We can see the MAC address aging time for a specific VLAN

In the following output we can see from the root bridge’s perspective that the last TCN occured 2 weeks ago and it was from FastEthernet0/24, this means that at that moment the CAM flushed or reduced the aging time (depending on the STP flavor) for MAC(s) associated to this port.

Out of order packets

Out of order packets can be a sign of CEF per-packet load balancing, remember in this mode CEF is going to send traffic out the ECMPs in a round-robin fashion without regards to the actual destination of the packet.

This represents a bigger issue as packets start arriving with more time in between, meaning a couple of packets might arrive in the wrong order 1 msec apart and that would not be a service impacting issue, however, if we start seeing a lot of out of order packets this is going to represent an issue because TCP will not send the traffic up to the application unless they have the correct sequence number.

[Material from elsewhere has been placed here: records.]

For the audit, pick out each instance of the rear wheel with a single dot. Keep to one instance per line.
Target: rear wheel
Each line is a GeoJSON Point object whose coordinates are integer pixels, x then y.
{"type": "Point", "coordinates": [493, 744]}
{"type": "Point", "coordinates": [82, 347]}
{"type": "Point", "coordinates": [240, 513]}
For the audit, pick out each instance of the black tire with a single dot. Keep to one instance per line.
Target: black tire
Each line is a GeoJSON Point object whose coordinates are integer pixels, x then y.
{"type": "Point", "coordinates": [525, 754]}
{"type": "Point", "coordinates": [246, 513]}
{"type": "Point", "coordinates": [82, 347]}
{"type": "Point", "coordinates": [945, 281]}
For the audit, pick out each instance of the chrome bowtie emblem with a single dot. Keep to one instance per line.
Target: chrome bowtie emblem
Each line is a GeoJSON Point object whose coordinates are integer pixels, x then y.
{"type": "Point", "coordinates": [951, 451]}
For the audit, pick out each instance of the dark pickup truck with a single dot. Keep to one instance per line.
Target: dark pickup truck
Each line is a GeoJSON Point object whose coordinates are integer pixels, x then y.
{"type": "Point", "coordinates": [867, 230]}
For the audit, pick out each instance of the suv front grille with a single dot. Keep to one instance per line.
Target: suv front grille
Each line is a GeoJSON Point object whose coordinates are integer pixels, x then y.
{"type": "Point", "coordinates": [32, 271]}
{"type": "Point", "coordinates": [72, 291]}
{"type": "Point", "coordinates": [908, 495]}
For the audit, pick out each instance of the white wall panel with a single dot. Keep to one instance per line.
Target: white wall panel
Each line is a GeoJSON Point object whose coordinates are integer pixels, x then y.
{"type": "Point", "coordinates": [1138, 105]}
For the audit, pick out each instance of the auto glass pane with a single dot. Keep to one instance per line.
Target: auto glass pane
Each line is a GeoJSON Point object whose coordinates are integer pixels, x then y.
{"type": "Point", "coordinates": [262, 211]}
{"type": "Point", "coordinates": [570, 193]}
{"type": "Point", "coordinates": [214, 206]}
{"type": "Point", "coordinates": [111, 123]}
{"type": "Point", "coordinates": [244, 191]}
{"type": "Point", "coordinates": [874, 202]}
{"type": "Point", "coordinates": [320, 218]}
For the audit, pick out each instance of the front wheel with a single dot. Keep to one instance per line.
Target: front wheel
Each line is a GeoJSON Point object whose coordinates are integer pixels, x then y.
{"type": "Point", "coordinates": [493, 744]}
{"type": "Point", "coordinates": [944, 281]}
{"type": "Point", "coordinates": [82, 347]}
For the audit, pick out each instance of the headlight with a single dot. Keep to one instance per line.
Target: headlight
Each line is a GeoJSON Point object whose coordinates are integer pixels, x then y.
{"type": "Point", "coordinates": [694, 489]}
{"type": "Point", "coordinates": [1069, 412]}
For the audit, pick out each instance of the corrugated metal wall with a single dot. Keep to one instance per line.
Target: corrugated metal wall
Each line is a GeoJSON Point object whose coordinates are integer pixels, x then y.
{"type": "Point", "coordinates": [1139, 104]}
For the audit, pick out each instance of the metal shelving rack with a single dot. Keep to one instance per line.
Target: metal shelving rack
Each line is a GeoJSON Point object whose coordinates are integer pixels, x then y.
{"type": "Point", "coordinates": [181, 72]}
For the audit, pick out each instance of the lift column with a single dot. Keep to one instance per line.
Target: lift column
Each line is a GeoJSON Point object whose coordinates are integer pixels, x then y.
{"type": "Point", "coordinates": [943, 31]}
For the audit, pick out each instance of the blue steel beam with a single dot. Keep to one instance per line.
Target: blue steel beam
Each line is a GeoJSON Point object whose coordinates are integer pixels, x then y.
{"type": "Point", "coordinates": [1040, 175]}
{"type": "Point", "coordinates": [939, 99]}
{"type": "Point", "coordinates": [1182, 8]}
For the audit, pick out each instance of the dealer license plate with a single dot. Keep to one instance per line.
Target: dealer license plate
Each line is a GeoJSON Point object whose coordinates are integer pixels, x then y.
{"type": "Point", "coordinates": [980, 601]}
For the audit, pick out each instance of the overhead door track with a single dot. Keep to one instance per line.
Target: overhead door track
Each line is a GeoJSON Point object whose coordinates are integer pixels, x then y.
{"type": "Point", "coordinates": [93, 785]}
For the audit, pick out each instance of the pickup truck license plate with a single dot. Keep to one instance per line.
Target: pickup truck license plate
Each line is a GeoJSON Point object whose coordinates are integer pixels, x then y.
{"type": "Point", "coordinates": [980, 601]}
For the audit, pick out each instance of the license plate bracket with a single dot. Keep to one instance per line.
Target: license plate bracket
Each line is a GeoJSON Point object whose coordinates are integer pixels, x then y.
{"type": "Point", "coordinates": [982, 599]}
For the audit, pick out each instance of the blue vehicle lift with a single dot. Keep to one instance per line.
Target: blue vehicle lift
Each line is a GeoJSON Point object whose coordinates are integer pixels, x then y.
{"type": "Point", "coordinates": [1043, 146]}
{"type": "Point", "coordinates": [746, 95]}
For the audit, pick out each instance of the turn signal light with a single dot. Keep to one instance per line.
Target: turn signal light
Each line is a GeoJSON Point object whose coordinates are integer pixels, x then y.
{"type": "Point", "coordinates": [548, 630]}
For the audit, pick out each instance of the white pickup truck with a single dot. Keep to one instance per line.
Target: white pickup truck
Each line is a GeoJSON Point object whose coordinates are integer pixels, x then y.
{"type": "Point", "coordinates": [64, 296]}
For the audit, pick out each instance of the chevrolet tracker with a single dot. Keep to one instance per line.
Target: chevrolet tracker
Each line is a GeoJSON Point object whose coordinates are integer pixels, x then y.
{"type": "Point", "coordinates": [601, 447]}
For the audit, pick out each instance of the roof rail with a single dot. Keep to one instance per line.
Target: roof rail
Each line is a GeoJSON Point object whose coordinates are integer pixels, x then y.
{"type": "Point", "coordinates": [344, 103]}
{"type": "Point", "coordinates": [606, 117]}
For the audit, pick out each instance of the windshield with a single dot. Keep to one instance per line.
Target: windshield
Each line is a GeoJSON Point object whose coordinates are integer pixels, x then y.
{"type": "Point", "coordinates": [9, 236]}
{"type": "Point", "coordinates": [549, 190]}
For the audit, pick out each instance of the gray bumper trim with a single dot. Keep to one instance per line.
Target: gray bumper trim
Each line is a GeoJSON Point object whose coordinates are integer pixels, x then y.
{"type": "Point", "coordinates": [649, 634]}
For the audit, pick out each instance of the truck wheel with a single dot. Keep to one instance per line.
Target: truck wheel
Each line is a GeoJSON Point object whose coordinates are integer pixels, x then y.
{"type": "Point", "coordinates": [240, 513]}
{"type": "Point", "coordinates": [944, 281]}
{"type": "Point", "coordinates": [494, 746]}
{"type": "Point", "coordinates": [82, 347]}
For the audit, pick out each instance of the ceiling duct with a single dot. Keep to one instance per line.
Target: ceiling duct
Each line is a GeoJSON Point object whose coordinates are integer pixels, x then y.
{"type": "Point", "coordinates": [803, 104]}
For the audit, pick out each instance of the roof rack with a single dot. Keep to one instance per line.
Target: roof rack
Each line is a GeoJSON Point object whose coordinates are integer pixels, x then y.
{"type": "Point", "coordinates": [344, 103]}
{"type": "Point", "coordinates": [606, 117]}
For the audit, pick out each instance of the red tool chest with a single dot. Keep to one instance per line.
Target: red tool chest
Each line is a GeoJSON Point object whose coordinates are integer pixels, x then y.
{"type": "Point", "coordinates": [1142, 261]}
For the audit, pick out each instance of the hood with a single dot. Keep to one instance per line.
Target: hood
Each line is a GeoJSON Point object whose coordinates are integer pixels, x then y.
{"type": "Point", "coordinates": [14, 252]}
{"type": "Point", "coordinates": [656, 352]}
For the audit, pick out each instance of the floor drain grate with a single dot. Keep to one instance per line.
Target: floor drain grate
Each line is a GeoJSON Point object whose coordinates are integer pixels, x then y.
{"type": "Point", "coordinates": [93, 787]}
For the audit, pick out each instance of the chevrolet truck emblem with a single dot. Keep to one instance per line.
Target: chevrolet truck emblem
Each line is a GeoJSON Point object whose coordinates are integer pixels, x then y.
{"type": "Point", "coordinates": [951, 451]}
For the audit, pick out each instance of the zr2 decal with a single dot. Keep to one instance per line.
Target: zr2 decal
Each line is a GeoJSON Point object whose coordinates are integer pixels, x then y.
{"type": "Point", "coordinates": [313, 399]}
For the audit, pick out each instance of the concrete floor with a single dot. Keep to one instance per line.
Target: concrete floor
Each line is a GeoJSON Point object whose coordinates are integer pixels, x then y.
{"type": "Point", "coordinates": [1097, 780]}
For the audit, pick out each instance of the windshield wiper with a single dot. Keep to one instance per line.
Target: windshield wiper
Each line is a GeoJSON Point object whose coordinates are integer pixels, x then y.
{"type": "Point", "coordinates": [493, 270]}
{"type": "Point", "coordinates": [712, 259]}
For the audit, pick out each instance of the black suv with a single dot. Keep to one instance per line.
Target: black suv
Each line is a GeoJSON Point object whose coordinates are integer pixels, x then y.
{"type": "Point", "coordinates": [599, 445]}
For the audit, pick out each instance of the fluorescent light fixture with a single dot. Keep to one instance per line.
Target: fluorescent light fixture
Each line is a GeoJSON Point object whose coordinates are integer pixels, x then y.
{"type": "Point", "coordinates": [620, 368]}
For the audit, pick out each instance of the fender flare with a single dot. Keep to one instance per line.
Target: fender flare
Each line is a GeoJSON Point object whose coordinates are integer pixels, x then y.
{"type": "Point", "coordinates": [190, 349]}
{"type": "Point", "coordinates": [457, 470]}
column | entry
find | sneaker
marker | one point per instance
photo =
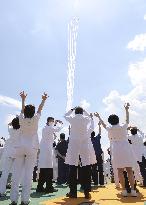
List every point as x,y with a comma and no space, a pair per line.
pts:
87,195
133,193
51,190
71,195
2,195
124,193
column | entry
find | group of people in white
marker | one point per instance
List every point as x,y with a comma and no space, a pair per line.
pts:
22,149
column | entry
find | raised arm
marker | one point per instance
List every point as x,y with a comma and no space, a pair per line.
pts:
102,122
127,105
67,116
44,98
87,114
99,127
23,96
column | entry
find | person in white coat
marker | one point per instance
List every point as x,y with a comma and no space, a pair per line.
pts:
46,155
9,153
26,153
121,152
79,145
136,139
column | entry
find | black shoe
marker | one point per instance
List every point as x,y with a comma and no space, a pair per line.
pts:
42,190
71,195
2,195
51,190
8,186
13,203
87,195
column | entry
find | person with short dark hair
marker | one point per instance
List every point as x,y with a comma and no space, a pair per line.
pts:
26,153
9,153
97,169
46,155
63,169
136,139
121,151
79,145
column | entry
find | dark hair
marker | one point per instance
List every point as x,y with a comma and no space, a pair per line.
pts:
62,136
79,110
50,119
29,111
113,119
133,131
15,123
93,134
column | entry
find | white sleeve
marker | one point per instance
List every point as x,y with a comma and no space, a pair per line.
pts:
87,114
91,128
68,116
20,118
58,128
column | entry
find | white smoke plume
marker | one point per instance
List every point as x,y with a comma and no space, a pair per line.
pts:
72,41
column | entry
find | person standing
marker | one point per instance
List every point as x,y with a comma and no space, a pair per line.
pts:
46,155
26,153
79,145
97,169
61,150
121,151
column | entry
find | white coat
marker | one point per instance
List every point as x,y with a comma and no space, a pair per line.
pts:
46,146
80,140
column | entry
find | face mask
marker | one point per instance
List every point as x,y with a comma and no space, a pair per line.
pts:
51,123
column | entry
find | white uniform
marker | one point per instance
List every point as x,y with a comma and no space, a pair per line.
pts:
137,146
80,140
8,157
26,155
121,151
46,146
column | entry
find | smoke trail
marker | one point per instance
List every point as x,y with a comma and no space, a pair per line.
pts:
72,38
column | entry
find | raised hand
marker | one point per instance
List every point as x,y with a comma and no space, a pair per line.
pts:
23,95
91,115
127,106
96,114
45,96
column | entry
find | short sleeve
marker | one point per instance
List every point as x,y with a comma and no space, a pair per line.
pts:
125,126
37,116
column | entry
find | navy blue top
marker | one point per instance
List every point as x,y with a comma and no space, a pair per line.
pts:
62,147
97,145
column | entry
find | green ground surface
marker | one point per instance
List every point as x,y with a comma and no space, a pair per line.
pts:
36,198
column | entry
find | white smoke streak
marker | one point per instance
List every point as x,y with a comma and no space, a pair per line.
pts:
72,42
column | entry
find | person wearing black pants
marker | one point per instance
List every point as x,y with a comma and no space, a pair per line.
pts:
85,180
45,176
80,145
97,169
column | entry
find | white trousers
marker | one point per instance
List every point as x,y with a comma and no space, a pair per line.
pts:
23,164
5,173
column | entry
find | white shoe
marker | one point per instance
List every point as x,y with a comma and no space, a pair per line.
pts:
133,193
124,193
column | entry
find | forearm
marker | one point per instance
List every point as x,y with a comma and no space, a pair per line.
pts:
127,117
23,106
87,114
41,107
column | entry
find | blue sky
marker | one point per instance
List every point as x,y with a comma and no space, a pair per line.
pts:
33,51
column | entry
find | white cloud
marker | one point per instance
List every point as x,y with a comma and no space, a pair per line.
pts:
7,101
9,118
84,104
136,97
139,43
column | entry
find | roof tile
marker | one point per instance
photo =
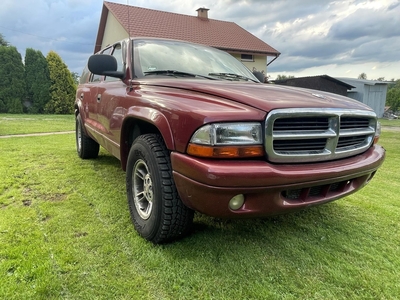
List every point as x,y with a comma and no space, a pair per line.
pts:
219,34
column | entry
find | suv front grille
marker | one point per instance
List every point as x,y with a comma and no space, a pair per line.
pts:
308,135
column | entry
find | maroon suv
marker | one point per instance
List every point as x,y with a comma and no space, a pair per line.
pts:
196,131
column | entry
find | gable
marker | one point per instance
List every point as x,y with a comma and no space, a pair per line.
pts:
223,35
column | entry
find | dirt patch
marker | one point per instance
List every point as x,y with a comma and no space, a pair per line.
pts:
35,134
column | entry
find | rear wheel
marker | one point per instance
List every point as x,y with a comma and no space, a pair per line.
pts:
157,212
85,145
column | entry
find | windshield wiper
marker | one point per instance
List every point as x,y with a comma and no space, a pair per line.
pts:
231,76
175,73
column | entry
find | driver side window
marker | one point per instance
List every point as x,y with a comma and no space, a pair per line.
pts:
117,53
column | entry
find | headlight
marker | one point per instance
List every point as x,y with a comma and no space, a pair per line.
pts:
377,132
227,140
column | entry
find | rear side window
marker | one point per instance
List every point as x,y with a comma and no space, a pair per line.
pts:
85,75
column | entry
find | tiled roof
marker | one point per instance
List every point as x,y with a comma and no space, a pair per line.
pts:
154,23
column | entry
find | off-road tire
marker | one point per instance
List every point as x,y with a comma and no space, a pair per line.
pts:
85,145
157,212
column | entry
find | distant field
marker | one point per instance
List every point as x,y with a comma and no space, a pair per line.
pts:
65,233
25,124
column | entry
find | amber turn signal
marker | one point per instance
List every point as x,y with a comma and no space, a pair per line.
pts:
225,151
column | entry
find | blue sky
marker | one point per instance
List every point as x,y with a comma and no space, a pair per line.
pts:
337,38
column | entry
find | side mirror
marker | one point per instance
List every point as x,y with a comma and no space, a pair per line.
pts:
104,64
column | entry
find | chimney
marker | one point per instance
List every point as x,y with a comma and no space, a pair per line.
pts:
202,13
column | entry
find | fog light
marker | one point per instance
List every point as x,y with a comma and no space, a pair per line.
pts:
236,202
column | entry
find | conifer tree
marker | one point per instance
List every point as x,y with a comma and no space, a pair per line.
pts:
62,89
12,80
37,80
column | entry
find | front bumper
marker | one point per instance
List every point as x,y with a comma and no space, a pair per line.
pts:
208,185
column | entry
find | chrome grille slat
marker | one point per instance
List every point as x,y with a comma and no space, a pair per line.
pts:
308,135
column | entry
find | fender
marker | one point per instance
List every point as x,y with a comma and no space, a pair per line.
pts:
150,116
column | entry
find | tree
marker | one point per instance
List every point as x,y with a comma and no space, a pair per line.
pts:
12,80
362,76
283,77
62,89
75,77
3,42
393,96
37,80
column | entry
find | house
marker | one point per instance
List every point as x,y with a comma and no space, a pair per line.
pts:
119,21
370,92
321,82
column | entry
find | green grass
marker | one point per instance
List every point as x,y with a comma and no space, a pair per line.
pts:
26,124
65,233
391,123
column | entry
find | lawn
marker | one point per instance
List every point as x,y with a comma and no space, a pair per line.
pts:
26,124
65,233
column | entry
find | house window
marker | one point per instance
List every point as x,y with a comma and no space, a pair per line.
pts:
247,57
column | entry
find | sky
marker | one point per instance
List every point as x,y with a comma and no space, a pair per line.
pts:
315,37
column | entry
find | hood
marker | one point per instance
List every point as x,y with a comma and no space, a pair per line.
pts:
261,96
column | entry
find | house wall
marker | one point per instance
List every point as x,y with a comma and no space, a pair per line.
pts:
260,62
369,92
113,32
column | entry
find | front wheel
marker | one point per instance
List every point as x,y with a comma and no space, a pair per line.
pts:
85,146
157,212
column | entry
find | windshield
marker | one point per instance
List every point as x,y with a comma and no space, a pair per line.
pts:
175,58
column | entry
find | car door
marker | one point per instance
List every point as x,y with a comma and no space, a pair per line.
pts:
89,95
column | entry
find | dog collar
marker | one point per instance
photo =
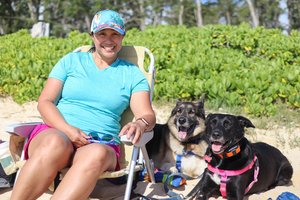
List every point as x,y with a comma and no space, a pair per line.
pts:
179,157
225,173
231,152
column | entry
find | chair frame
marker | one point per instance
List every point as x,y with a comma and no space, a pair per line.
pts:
139,157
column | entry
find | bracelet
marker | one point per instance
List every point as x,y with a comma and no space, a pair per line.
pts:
143,120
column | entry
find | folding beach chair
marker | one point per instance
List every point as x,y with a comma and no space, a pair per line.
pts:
133,157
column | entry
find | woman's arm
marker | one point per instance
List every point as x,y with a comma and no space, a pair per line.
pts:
141,107
51,115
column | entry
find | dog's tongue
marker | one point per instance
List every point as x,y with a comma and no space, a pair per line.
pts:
216,147
182,134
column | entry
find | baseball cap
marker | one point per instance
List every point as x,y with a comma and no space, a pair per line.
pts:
108,19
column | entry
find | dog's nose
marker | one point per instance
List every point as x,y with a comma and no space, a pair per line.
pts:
216,134
181,120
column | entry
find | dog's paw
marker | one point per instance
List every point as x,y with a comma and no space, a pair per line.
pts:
168,167
173,170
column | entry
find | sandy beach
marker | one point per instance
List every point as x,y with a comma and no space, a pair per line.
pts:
280,137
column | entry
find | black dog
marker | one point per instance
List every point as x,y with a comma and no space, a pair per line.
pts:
235,166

The common cause for packets arriving out of order is when the flow of traffic utilizes different speed paths to get to the destination, also when we are shaping traffic and packets are being queued up but don’t go out in the same order as they arrived.

Micro burst

Micro bursting is hard to see ! and refers to the act of sending a considerably large amount of traffic in a short period of time, this will cause the interface to fill out the buffer and start dropping packets because of over subscription. This can be a bigger issue if we are doing some sort of QoS shaping, recall that when shaping, we are queuing up the traffic in the interface before it gets sent. So by having a full buffer traffic is going to start being dropped (policed) instead of shaped.

One way to evident micro bursts is by looking at large number of output drops with an overall low interface traffic utilization, so in simple words:

It is okay to see high ~ max overall traffic utilization of an interface and output drops.

It is not okay to see low overall traffic utilization of an interface and output drops, this typically indicates micro bursts.

By using load-interval interface level command we can change how often the interface is going to poll the output/input rate, although the chances of this catching a micro-burst are nearly none since the minimun interval we can set is 30 secs. There is a feature that allows to monitor micro-bursts but is only available for NX-OS or Nexus Switches and its called Micro-Burst Monitoring, this will allow you to monitor input/output or both traffic for a specific port and a syslog message will be generated if there is evidence of micro bursting.